Photo: Diana Tsankova

All visually impaired children should have the opportunity to engage in sports. The Bulgarian Sports Federation for the Visually Impaired will uphold this cause during their cooperation with the Bulgarian Ministry of Education and Science and the Ministry of Youth and Sports.

Children with visual impairment who study at main stream schools do not engage in sport activities and the lack of motor skills makes them dependent on others throughout their whole lives. The people who are not engaged in any sport activities find it difficult to grasp the white cane and prefer to be cared for instead, the Chairman of the “Bulgarian Sports Federation for the Visually Impaired” Ivan Yanev says. Many students live with their parents and rely entirely on their care- to go to the university, or do some shopping in the nearby store:

Each class consists of 30 pupils and there may be one visually impaired children in it. However, the sports pedagogue is not able to work individually with this child. Thus, it would either sit on the bench during the physical training or merely stay and wait in the classroom. That is why we can develop together with the Ministry of Education and Science and the Ministry of Youth and Sports a state policy for the pupils with visual impairment, so they can practice sports adapted to their condition at the clubs that are part of the Bulgarian Sports Federation for the Visually Impaired. It is unacceptable for these children to grow up completely motionless without being able to run or know what does coordination, striving for victory and improvement mean.

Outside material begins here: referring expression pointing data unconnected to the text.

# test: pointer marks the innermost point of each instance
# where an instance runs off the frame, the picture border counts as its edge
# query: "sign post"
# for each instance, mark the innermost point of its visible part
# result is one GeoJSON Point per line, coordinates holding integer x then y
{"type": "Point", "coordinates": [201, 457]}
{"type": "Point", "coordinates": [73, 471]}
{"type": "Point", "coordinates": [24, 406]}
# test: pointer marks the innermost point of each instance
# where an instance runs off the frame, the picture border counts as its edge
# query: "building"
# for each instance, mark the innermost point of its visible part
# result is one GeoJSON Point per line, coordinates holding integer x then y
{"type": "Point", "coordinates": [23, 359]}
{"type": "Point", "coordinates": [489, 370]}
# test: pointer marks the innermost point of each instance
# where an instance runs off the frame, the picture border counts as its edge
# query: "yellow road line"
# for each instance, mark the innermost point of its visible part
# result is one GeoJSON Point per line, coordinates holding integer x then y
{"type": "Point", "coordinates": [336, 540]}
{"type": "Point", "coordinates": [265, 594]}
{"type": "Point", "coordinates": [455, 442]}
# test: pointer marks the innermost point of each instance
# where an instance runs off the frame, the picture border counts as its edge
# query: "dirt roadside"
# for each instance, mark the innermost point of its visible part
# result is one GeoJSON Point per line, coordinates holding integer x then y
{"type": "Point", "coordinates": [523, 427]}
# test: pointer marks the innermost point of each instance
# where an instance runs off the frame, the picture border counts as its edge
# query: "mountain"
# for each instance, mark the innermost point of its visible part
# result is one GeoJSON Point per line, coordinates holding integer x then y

On the other hand, the visually impaired pupils do not practice any sports, because their parents are worried that they may get hurt or injured. This is also due to the lack of information about the number of pupils with visual impairments in the general education schools. Moreover, the families do not have comprehensive information about the opportunities for sports activities. That is why, the “Bulgarian Sports Federation for the Visually Impaired” wants to receive data about the children who do not attend physical education and do not engage in any sports activities. They also want to be able to train a mobile team consisting of psychologist, sports pedagogues and coaches to meet the parents of visually impaired children. They would also like to see some existing facilities turn into sports facilities.

It is pointless to speak of the conditions for sports of visually impaired people, taking into consideration the overall sport conditions, although there are some “oasises” Ivan Yanev says. It turns out that these people have various opportunities for sports– showdown (table tennis played with a special ball into which BBs are inserted to make it audible), goalball (a team sport designed specifically for athletes with visual impairments. Participants throw a ball that has bells embedded into it into the opponents’ goal), combined cycling, bow shooting, athletics and even chess.

We are aware of the worries about the safety of the children with visual impairment. That is why, together with European colleagues, we made a step towards creating a new sport called Visible, Zornitsa Staneva from the Association of Parents of Children with Visual Impairment said. It is similar to the football game. Each team consists of five sighted and five visually impaired people. This mixed football is more dynamic than the blind football, but it is safer as well, because sighted people are trying to ensure the safety of the players during the game. This sport was already tested in Italy and all participants said that Visible brought huge pleasure to them. 

The Team of Hope consisting of young and socially disadvantaged Bulgarians will also join the tests of the new sport for the people with visual impairments.